Ohio State sophomore quarterback Justin Fields (1) fumbles the ball in the endzone during the first half of the game against Penn State Nov. 23. Ohio State won 28-17. Credit: Amal Saeed | Photo Editor

Fumble once, shame on you. Fumble twice, shame on me.

By the time the third fumble came for Ohio State, shame gave way to panic, as Penn State rattled off 17 unanswered points in less than four minutes of game time.

Ohio State hung on for a 28-17 win, but not without a scare that it wholly avoided in 10 previous matchups.

“We literally handed them the ball in two straight drives and gave them points,” Ohio State head coach Ryan Day said. “And then we still win the game the way we did, which was unbelievable. This is something that we have to learn from and that could have cost us the whole season.”

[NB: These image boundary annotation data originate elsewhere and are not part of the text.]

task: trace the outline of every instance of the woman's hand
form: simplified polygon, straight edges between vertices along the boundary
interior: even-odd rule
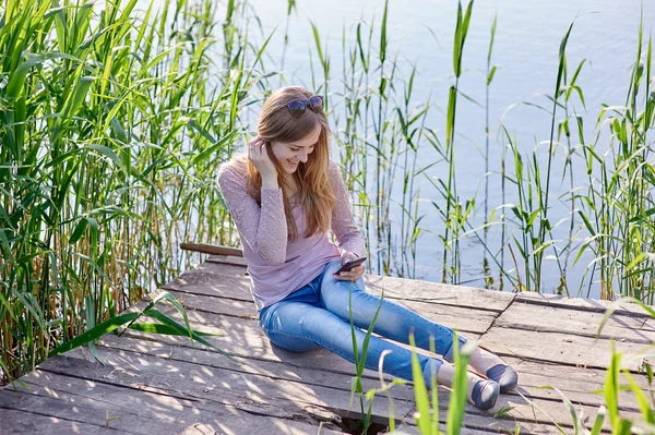
[[[262,176],[262,184],[277,184],[277,169],[269,157],[266,141],[257,136],[248,144],[248,158]]]
[[[342,266],[357,258],[359,258],[357,254],[344,251],[342,253]],[[348,271],[342,271],[340,275],[333,275],[333,277],[334,279],[338,279],[340,281],[357,281],[364,276],[364,273],[366,271],[365,263],[360,264],[359,266],[353,267]]]

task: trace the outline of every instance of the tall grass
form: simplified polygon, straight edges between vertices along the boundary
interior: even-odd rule
[[[135,3],[0,7],[1,380],[174,278],[179,241],[225,233],[215,162],[258,51],[240,14],[216,46],[214,2]]]
[[[195,258],[178,242],[238,243],[214,172],[243,143],[250,126],[243,109],[271,90],[267,80],[278,67],[267,56],[271,36],[259,41],[252,35],[259,24],[247,1],[166,2],[140,13],[135,4],[5,0],[0,7],[2,380],[179,274]],[[623,294],[653,303],[652,39],[644,49],[640,26],[624,104],[606,106],[585,122],[573,105],[577,96],[585,106],[577,83],[584,61],[570,81],[567,75],[569,28],[546,109],[548,159],[524,152],[501,121],[501,167],[487,167],[486,178],[500,172],[503,201],[487,215],[488,188],[485,201],[460,198],[455,172],[458,80],[473,4],[458,4],[453,17],[454,80],[445,117],[431,96],[416,102],[422,65],[413,64],[403,76],[398,56],[389,52],[386,2],[379,21],[344,26],[338,77],[333,47],[312,27],[310,87],[325,97],[370,271],[415,277],[417,264],[432,263],[441,265],[443,281],[458,283],[466,278],[463,242],[477,238],[489,261],[484,276],[490,287],[488,276],[497,274],[501,288],[509,282],[515,291],[544,291],[544,259],[551,256],[560,276],[548,280],[559,279],[562,292],[599,289],[606,299]],[[296,2],[287,5],[288,28]],[[499,73],[490,63],[495,33],[496,24],[487,89]],[[445,134],[427,126],[434,123]],[[588,137],[585,125],[593,124]],[[487,156],[491,134],[488,141]],[[421,159],[425,148],[439,158]],[[561,174],[552,165],[560,149],[567,159]],[[573,185],[573,168],[584,171],[582,184]],[[434,181],[434,173],[445,177]],[[567,176],[568,238],[558,240],[552,190]],[[421,196],[426,181],[438,197]],[[515,204],[505,204],[505,190]],[[426,200],[432,212],[420,212]],[[474,228],[481,203],[484,235]],[[434,214],[441,226],[431,231],[425,222]],[[502,231],[498,249],[487,239],[493,226]],[[422,258],[419,238],[438,242],[440,261]],[[587,264],[586,273],[572,282],[568,267],[579,262]]]

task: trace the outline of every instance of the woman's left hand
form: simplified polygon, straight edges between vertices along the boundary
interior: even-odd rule
[[[352,252],[344,251],[342,254],[342,265],[352,262],[353,259],[357,259],[358,256]],[[364,276],[366,271],[365,263],[359,266],[353,267],[348,271],[342,271],[340,275],[333,275],[334,279],[338,279],[340,281],[357,281],[359,278]]]

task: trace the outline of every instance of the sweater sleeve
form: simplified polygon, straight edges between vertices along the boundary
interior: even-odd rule
[[[355,223],[344,179],[338,166],[332,160],[330,160],[330,182],[336,197],[336,206],[332,212],[332,232],[336,237],[342,253],[348,251],[364,256],[366,254],[364,237]]]
[[[246,176],[231,162],[218,169],[218,188],[241,244],[248,244],[264,263],[284,264],[288,235],[282,188],[262,189],[260,206],[246,190]]]

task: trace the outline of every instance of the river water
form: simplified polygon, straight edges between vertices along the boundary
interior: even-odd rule
[[[163,3],[163,1],[160,2]],[[642,4],[643,3],[643,4]],[[250,0],[261,20],[264,34],[276,28],[267,48],[266,60],[270,70],[276,70],[275,63],[282,58],[284,29],[287,16],[286,1]],[[342,29],[346,28],[349,44],[354,43],[354,26],[360,21],[374,22],[380,27],[384,2],[366,0],[312,0],[297,1],[297,11],[290,19],[288,33],[289,46],[286,52],[285,71],[287,82],[311,87],[309,50],[314,50],[310,21],[313,22],[327,43],[327,52],[332,61],[333,89],[338,92],[342,59]],[[481,0],[474,5],[471,28],[464,48],[464,73],[460,80],[460,88],[468,97],[484,105],[485,69],[490,28],[495,15],[498,17],[492,64],[499,70],[490,89],[490,172],[489,207],[502,204],[500,190],[500,155],[504,141],[497,140],[499,122],[503,123],[515,135],[520,149],[529,153],[538,146],[539,160],[545,170],[547,144],[550,134],[550,116],[533,106],[516,106],[516,102],[543,105],[549,110],[552,104],[545,95],[552,95],[558,68],[558,50],[560,41],[569,26],[575,20],[569,39],[567,56],[569,74],[586,59],[577,84],[582,87],[586,109],[579,98],[572,98],[571,109],[582,114],[585,120],[586,134],[590,140],[594,133],[594,124],[603,104],[622,105],[630,82],[634,62],[640,15],[643,8],[644,39],[655,23],[655,1],[653,0],[550,0],[547,2],[525,0]],[[390,56],[398,58],[400,75],[408,77],[414,63],[418,72],[415,80],[414,105],[425,102],[430,97],[437,108],[431,111],[428,124],[434,129],[444,129],[448,89],[453,83],[452,76],[452,38],[456,17],[456,1],[412,0],[389,2],[389,38]],[[217,27],[219,28],[219,27]],[[263,37],[263,36],[262,36]],[[644,49],[645,49],[644,41]],[[376,47],[378,45],[374,39]],[[314,68],[318,60],[314,59]],[[275,81],[276,82],[276,81]],[[560,112],[561,114],[561,112]],[[558,116],[561,120],[562,116]],[[485,109],[478,105],[460,98],[456,119],[456,171],[457,193],[462,200],[477,196],[478,210],[473,218],[474,225],[483,219],[485,179]],[[443,137],[443,133],[441,134]],[[603,138],[605,137],[605,140]],[[577,141],[574,141],[573,145]],[[606,149],[607,134],[600,140],[602,149]],[[540,144],[540,145],[538,145]],[[437,153],[428,145],[420,146],[420,161],[425,166],[439,159]],[[570,203],[560,200],[560,195],[569,191],[568,176],[560,183],[564,161],[564,153],[557,153],[553,170],[549,213],[551,222],[563,219],[556,230],[556,239],[568,237],[567,219],[570,218]],[[443,165],[432,168],[431,177],[445,177]],[[584,161],[574,159],[575,185],[585,182]],[[434,214],[430,201],[440,201],[440,194],[428,183],[421,183],[420,214],[430,213],[422,220],[424,233],[417,241],[416,278],[441,279],[442,243],[429,233],[442,232],[441,220]],[[402,180],[398,180],[398,189]],[[398,189],[395,193],[398,193]],[[508,185],[505,203],[515,201],[514,190]],[[442,201],[442,200],[441,200]],[[394,219],[400,219],[397,207]],[[514,231],[516,231],[514,229]],[[519,234],[515,232],[516,237]],[[580,233],[579,239],[586,234]],[[490,232],[489,246],[492,251],[499,246],[499,227]],[[562,242],[563,243],[563,242]],[[462,280],[471,286],[481,287],[485,275],[483,269],[484,249],[476,238],[462,242]],[[549,253],[550,254],[550,253]],[[575,254],[569,261],[569,265]],[[568,270],[568,279],[572,295],[581,281],[591,256],[583,257]],[[512,268],[509,254],[505,254],[505,268]],[[545,261],[545,291],[556,291],[559,271],[555,261]],[[522,271],[523,273],[523,271]],[[582,295],[586,294],[585,292]],[[590,297],[598,297],[598,286],[592,286]]]

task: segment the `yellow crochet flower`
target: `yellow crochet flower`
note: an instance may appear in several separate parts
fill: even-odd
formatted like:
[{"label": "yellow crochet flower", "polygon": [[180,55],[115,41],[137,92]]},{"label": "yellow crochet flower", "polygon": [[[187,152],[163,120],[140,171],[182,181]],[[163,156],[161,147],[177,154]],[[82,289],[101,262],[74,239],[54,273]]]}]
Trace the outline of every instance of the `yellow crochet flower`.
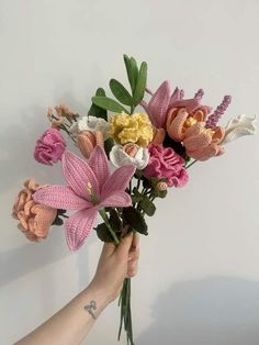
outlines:
[{"label": "yellow crochet flower", "polygon": [[128,115],[124,112],[110,118],[111,136],[121,145],[135,143],[147,146],[154,136],[153,125],[147,114],[135,113]]}]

The first indication that not all things would fall in Ohio State’s direction came in the first quarter.

Already up 7-0 after a 91-yard touchdown drive earned all on the ground, it looked just as effortless the next trip down for the Buckeyes, who got to the Penn State 5 poised to take a commanding two-score lead in the early going.

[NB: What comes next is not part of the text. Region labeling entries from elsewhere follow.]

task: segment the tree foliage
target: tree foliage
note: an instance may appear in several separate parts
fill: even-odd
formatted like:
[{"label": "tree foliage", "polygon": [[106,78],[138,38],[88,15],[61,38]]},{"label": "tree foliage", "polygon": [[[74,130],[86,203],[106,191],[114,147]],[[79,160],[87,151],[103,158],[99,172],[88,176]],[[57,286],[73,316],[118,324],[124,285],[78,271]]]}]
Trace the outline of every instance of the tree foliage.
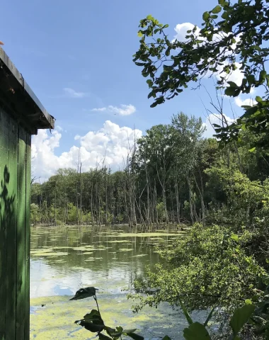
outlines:
[{"label": "tree foliage", "polygon": [[[267,0],[219,0],[212,10],[202,15],[202,28],[195,26],[187,32],[185,41],[171,41],[166,33],[168,25],[151,16],[140,21],[141,38],[134,62],[148,78],[148,97],[151,107],[171,99],[190,84],[199,86],[205,76],[217,74],[217,87],[228,96],[249,94],[252,89],[263,92],[256,105],[246,106],[244,114],[229,126],[215,125],[224,142],[238,140],[244,130],[267,132],[269,108],[268,40],[269,5]],[[242,81],[229,81],[239,69]],[[268,135],[253,145],[268,143]]]}]

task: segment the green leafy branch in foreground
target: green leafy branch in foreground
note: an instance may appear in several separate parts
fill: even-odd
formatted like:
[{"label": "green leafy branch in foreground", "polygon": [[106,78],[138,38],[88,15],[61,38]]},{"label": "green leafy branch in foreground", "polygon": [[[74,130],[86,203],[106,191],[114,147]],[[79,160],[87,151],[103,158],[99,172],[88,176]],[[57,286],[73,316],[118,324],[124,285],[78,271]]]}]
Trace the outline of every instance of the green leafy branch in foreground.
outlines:
[{"label": "green leafy branch in foreground", "polygon": [[[137,330],[136,329],[123,329],[120,326],[115,328],[111,328],[105,324],[100,313],[99,305],[96,297],[96,290],[98,290],[98,289],[94,287],[81,288],[76,293],[75,296],[70,299],[71,300],[81,300],[93,297],[96,303],[97,310],[92,310],[90,313],[84,315],[83,319],[75,321],[75,324],[79,324],[92,333],[97,333],[99,340],[117,340],[118,339],[122,339],[122,336],[129,336],[134,340],[143,340],[143,336],[134,333]],[[105,331],[108,336],[102,333],[103,331]],[[164,340],[168,339],[166,338],[164,339]]]},{"label": "green leafy branch in foreground", "polygon": [[[144,337],[137,334],[134,329],[124,329],[120,326],[115,328],[111,328],[105,326],[104,321],[100,313],[99,306],[97,301],[96,290],[98,289],[94,287],[88,287],[86,288],[79,289],[74,298],[71,300],[81,300],[87,298],[93,297],[96,302],[97,310],[92,310],[90,313],[84,315],[84,318],[80,320],[75,321],[75,324],[79,324],[88,331],[93,333],[97,333],[97,336],[100,340],[113,339],[117,340],[122,339],[122,336],[129,336],[134,340],[143,340]],[[183,312],[189,324],[189,327],[183,330],[183,336],[186,340],[210,340],[211,337],[206,329],[213,314],[214,308],[213,308],[209,314],[206,321],[203,324],[199,322],[193,322],[189,314],[187,308],[184,305],[183,301],[181,300],[181,306]],[[248,322],[255,310],[254,305],[251,301],[246,301],[246,304],[241,308],[235,310],[229,325],[232,329],[232,334],[229,336],[229,340],[239,340],[240,338],[238,334],[240,332],[243,327]],[[108,336],[102,333],[105,331]],[[162,340],[171,340],[167,335]]]},{"label": "green leafy branch in foreground", "polygon": [[[134,55],[136,65],[148,78],[151,107],[164,103],[183,92],[190,84],[199,87],[204,77],[217,76],[217,89],[236,97],[259,88],[253,107],[243,106],[245,113],[229,126],[215,125],[224,142],[238,140],[244,130],[266,132],[269,123],[269,4],[268,0],[235,1],[219,0],[218,4],[202,15],[202,28],[194,26],[185,40],[170,40],[168,25],[149,15],[140,21],[140,46]],[[229,81],[233,72],[242,75],[241,84]],[[268,135],[262,141],[269,144]],[[256,145],[255,145],[256,146]],[[261,145],[260,145],[261,146]]]},{"label": "green leafy branch in foreground", "polygon": [[[183,330],[184,338],[186,340],[211,340],[212,338],[206,327],[211,319],[214,308],[212,308],[204,324],[200,324],[200,322],[193,322],[182,301],[181,301],[181,305],[189,324],[189,327]],[[243,307],[235,310],[229,322],[232,333],[229,336],[229,340],[239,340],[241,339],[238,334],[248,322],[254,310],[255,305],[251,303],[251,301],[248,300]]]}]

For a moment it looked as though they did, as sophomore quarterback Justin Fields seemed to run it into the end zone, but an official review showed he lost possession before reaching the goal line. Penn State recovered for a touchback. 

Looking to go up 21-0 before the end of the half, it was another self-inflicted wound that held the Buckeyes back. A holding call on junior offensive tackle Thayer Munford brought back a 9-yard run by junior running back J.K. Dobbins and Fields was sacked by Penn State junior defensive end Yetur Gross-Matos on the following play to effectively end the drive.

Ohio State left points on the field in the first half, but they wouldn’t feel the consequences until the second.

Looking to answer Penn State’s first score of the game midway into the third quarter, Dobbins coughed it up, handing the Nittany Lions the ball at the Ohio State 12.

Penn State redshirt freshman backup quarterback Will Levis pounded it into the end zone, and suddenly it had climbed back from a 21-0 deficit to score 14 points in 26 seconds of game time.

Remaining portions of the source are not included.